IPC américain et indice de pression dans les chaînes d'approvisionnement mondiales (avancé de 8 mois)

Le recul depuis 8 mois des pressions dans les chaînes d'approvisionnement mondiales devrait contribuer à atténuer l’inflation.

 

 

Comme au premier trimestre, la saison des résultats du deuxième trimestre s'est terminée sur une note étonnamment ferme. Important ralentissement macroéconomique nonobstant, la croissance des bénéfices pour l’année complète devrait se situer autour de 7,5% pour le S&P 500, 21% pour le Stoxx Europe 600, 9% pour le Japon et -7% pour l'Asie hors Japon. Un rythme appelé ensuite à retomber en deçà de 5% en 2023, avec une progression plus lente des revenus et une érosion des marges. S’agissant de la valorisation, le ratio cours/bénéfices à terme des actions mondiales a reculé de 19x à 14.5x depuis le début de l'année.

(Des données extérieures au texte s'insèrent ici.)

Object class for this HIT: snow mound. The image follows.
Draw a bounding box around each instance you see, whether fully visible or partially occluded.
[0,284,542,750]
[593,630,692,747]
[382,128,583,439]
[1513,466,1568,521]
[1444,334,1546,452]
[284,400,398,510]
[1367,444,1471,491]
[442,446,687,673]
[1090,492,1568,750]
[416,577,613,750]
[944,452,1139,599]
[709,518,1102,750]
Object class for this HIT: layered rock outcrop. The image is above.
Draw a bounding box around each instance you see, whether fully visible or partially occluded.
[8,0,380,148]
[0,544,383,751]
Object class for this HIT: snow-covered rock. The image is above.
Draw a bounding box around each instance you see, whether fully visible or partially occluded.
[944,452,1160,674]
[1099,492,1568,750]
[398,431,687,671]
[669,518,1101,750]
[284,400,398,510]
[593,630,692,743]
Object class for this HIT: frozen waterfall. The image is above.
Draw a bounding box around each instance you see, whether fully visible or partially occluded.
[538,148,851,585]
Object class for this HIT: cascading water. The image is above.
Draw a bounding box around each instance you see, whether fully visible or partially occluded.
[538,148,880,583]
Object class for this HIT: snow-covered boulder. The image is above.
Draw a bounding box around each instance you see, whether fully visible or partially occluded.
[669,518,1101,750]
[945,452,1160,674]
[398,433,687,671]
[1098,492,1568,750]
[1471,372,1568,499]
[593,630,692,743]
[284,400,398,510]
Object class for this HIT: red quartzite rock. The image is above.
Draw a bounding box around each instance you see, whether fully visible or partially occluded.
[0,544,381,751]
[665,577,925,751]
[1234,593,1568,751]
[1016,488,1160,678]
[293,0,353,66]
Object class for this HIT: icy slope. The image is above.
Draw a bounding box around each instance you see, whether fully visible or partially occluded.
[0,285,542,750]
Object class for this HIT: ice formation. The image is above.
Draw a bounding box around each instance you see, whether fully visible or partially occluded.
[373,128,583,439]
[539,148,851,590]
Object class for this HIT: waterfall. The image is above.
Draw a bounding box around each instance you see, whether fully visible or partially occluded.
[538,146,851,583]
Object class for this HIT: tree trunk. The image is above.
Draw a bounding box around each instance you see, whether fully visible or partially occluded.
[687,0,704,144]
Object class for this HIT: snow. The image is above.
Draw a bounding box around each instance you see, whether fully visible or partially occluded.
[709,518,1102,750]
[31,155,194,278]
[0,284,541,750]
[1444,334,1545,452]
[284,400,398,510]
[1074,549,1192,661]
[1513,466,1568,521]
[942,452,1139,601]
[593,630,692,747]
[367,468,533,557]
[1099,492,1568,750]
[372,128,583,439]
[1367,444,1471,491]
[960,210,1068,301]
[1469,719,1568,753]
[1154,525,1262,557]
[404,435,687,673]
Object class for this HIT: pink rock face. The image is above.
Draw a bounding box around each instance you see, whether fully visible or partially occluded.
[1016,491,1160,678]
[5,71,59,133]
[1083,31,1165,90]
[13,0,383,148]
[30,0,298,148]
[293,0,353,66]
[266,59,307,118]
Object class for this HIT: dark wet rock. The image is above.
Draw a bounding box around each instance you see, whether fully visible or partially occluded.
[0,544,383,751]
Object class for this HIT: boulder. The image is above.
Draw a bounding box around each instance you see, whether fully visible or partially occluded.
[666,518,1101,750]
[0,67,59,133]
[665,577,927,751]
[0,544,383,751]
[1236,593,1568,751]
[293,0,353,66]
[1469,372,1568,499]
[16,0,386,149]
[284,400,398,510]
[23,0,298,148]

Le sentiment de marché est très pessimiste. Les niveaux de liquidités dans les fonds sont élevés, l'exposition bêta des fonds spéculatifs est faible, le sentiment des investisseurs est très baissier et les spéculateurs sont fortement à découvert. Si l’on se réfère à l’histoire, de telles mesures n’évoquent pas une correction boursière marquée, mais plutôt la formation d'un plancher sur les marchés actions.

En conclusion, la plupart des économies sont désormais en territoire de contraction et faiblissent, mais la Chine, grâce à une banque centrale accommodante et aux mesures de relance des autorités, se réveille. Cette reprise anticyclique, si elle se confirme, devrait limiter le ralentissement mondial. L’emploi reste ferme, les bilans des consommateurs sont solides, avec peu de levier, et les banques ont des ratios de liquidité sains – autant d'éléments qui devraient empêcher une récession sévère. Les acteurs les plus endettés sont les gouvernements, qui sont aussi les mieux équipés pour faire face à une crise. Une atténuation des pressions inflationnistes se profile, ce qui devrait modifier la rhétorique des banques centrales. Des hausses de taux restent certes à l’horizon, mais la politique monétaire devrait devenir moins agressive. Un revirement qui sera essentiel pour soutenir les marchés actions au cours du dernier trimestre de 2022.